Después de dedicarse durante muchos años a observar y a oír la variedad de sonidos que produce el agua, y aprovechando su sabiduría de regante, había aprendido a construir conductos, canalizaciones, norias y saltos en los que él mismo modulaba la intensidad y la frecuencia de las corrientes, para escuchar en su rumor los sonidos deseados. De esta forma, diseñó por encargo una hermosa fontana en un jardín privado, un venero hecho de piedras, chorros laberínticos y con un estanque pequeño de nenúfares y aguas verdes. Un invento sonoro de donde salía el agua por tres caños desacompasados y con distintos caudales que después removían un molino y eran levantados por un artilugio similar al de una noria.
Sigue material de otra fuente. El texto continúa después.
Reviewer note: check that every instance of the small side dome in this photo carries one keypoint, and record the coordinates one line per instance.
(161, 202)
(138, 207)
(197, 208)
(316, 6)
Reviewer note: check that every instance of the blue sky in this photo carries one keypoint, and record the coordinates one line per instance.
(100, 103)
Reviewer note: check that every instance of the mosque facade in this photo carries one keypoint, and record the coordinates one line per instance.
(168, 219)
Conductos temporalizados para verter sus chorros uno detrás de otro, lanzándolos contra el estanque verde de los nenúfares, mientras, si se escuchaba con atención, se podía percibir cómo sonaban rumores de una humedad sonora que calaban hasta las simas más profundas de la piel y del alma.
También, en su empeño por seguir avanzando en los sonidos y misterios que esconden los rumores de las corrientes, aquel lutier del agua buscó un tramo del río, donde, en su discurrir, emitiera los más delicados y hermosos sonidos. Estuvo buscando durante mucho tiempo, hasta que una tarde sintió el estremecimiento de escuchar, en el fluir de la corriente, los rumores que le evocaban un nombre que le obsesionaba. Por eso convenció a la mujer de sus sueños para que lo acompañara a aquel lugar. Y allí, con sus manos temblorosas, le tapó los ojos, para que se concentrara en los sonidos que emitía el río, y escuchara los sonidos que él le susurraba ahora arrimándose a su cuello, un nombre que tenía inoculado en su
memoria, y en esos momentos oían los dos como una música acuática que les embriagaba y arrastraba hacia la más húmeda y ardiente de las pasiones: Guiomar.
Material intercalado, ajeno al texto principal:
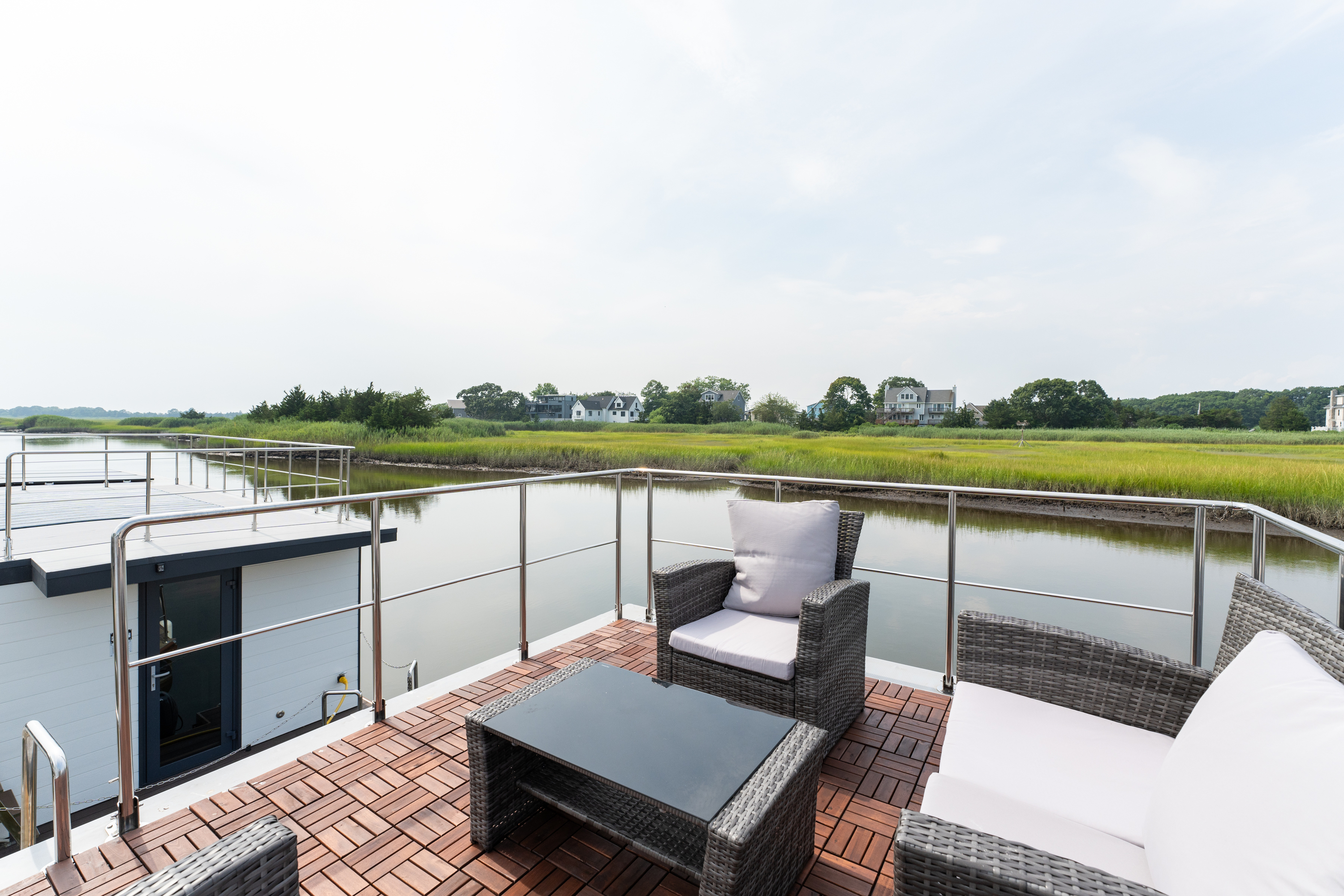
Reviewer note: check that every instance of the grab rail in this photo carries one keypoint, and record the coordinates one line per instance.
(261, 452)
(35, 735)
(128, 808)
Después de aquel encuentro, nunca más volvieron a estar juntos, pero en su memoria quedó para siempre el recuerdo imborrable de aquella tarde de pasión compartida en un tramo de aquella ribera donde el agua y el bosque adquirían cualidades de paraíso terrenal.
Esa fue historia que el viajero me contó mientras regresábamos, el argumento de la novela que estaba escribiendo.
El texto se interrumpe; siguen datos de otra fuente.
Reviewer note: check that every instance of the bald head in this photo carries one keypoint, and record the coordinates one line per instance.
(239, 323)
Cuando llegamos al pueblo, lo invité a mi casa. Y aquella noche, además de la cena, el vino y nuestras inquietudes culturales y literarias sobre el mundo rural, los ríos y sus sonidos, al final, acabamos compartiendo también los besos apasionados de una efímera historia de amor; aunque ya indeleble en la memoria.
No volvimos a vernos. Desde entonces busco en las novedades literarias un libro sobre los sonidos del agua. Y cuando se intuye en los campos el esplendor de la primavera, camino junto al Golmayo, para escuchar sus rumores, ya adentrados en mis geografías íntimas, emocionales.